I have a custom autograd.Function, where in the forward, I solve a sparse linear system on the input vector, using a prefactorization from scipy.sparse.
In the backward, the gradient requires to solve the same sparse linear system with the input gradient as right hand side, so I need to access the prefactor object in the backward.
- What is the best way to achieve this ?
Below is a MWE of what I’ve been doing until now (storing into ctx.intermediate, and deleting it in the backward), but it has a downside:
- I can’t use
retain_graph=True
when doing backward(), because ctx.intermediate gets deleted the first time, so the second time it goes throught the backward function, the result is not good anymore.
If only I could have access to the variableretain_graph
in that scope, I could delete ctx.intermediate only if retain_graph=False, but AFAIK I don’t.
class MyCustomFunction(torch.autograd.Function):
@staticmethod
def precomputation(weights):
# Build the sparse matrix from the weights: M is a sparse scipy matrix in CSC format.
M = compute_sparse_matrix_from_weight(weights)
# Decompose using LU: Mpre is an object of type scipy.sparse.linalg.SuperLU
Mpre = scipy.sparse.linalg.splu(M)
return Mpre
@staticmethod
def forward(ctx, weights, b, Mpre):
# Solve the system with b as the right hand side
res = Mpre.solve(b)
# Save data for backward
ctx.intermediate = (res, weights, Mpre)
# ctx.save_for_backward(res, weights, Mpre) # Doesn't work for non torch tensors arguments
return prm.from_numpy(res)
@staticmethod
def backward(ctx, grad_output):
res, weights, Mpre = ctx.intermediate
# Set initial grads
grad_weights = grad_rhs = None
# M^{-1}g is needed for computing the backward
grad_res = Mpre.solve(grad_output)
if ctx.needs_input_grad[0]:
grad_weights = compute_grad_wrt_weights(res, grad_res, grad_output, weights)

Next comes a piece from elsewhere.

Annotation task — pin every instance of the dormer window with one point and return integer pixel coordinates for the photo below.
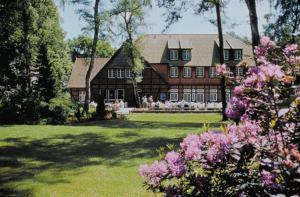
(186, 54)
(226, 55)
(173, 54)
(238, 54)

if ctx.needs_input_grad[1]:
grad_rhs = grad_res # Derivative wrt the RHS is directly M^{-1}g
# This deletes what we stored in ctx. If we don't do that, these objects are not freed, and memory grows and grows.
# We could have use ctx.save_for_backward(), but it only takes arguments that are torch.tensor...
# The only problem with this, is that doing .backward(retain_graph=True) doesn't work, because ctx.intermediate
# gets deleted after the first backward, and I have no access to the variable retain_graph in this function, to
# only delete ctx.intermediate when retain_graph=False
del ctx.intermediate
return grad_weights, None, grad_rhs, None, None
# Example of how I use that function in an optimization process:
weights = init_weights()
# Start optimization
for iter in range(100):
weights.requires_grad_(True)
M, Mpre = MyCustomFunction.precomputation(weights)
def xi(x):
return MyCustomFunction.apply(weights,x,Mpre)
# Many many calls to this function
uk = torch.zeros(N)
for i in range(1000):
uk1 = xi(uk)
uk = uk1
loss = f(uk)
loss.backward()
grad_weights = weights.grad.clone()
# Update the weights
with torch.no_grad:
weights -= lr*grad_weights
weights.grad.zero_()